Energy Security Through FDI: The Legacy of Early Japanese Investment in the Oil Sectors of the Persian Gulf
The 25-year period stretching from the late 1950s until the early 1980s was the heyday of Japanese foreign direct investment into the Persian Gulf oil producing states. Japan’s investments were instigated by the enormous oil price spikes and shortages of the 1970s. These events drove Tokyo to enhance political and economic relations with energy-rich countries. Those relations, it was hoped, would result in ample supplies of oil, natural gas and refined products for energy-poor Japan. For that reason, the Japanese government provided financial support to private-sector companies, encouraging them to embark on “national projects,” some of which turned out to be fraught with extreme financial risk.

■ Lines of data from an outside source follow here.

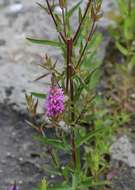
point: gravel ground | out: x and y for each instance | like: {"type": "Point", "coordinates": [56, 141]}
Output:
{"type": "Point", "coordinates": [18, 68]}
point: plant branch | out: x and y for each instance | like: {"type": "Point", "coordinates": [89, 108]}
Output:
{"type": "Point", "coordinates": [64, 24]}
{"type": "Point", "coordinates": [80, 25]}
{"type": "Point", "coordinates": [87, 42]}
{"type": "Point", "coordinates": [54, 20]}
{"type": "Point", "coordinates": [129, 7]}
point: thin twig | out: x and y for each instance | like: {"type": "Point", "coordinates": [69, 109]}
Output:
{"type": "Point", "coordinates": [87, 42]}
{"type": "Point", "coordinates": [51, 13]}
{"type": "Point", "coordinates": [80, 25]}
{"type": "Point", "coordinates": [64, 24]}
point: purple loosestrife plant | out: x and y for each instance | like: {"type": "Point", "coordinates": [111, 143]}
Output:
{"type": "Point", "coordinates": [54, 104]}
{"type": "Point", "coordinates": [13, 187]}
{"type": "Point", "coordinates": [82, 126]}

This paper presents short case studies examining five such projects in the Gulf. The legacy and outcomes of Japan’s FDI ventures is a mixed one. On the one hand, Japan did create goodwill and strong ties with Gulf oil producers which remain important in the present day. Japanese equity in Gulf crude oil production also succeeded in providing a small but steady supply of Japan’s imported crude. On the other hand, Japanese firms fell victim to government expropriation and other legal economic hazards. In one case, a struggling Japanese joint venture failed when it became part of a wartime battlefield. For the FDI recipients, the legacy of Japanese FDI remains a mixture of strong technical transfers, particularly in petrochemicals, but limited assistance in economic diversity or job creation.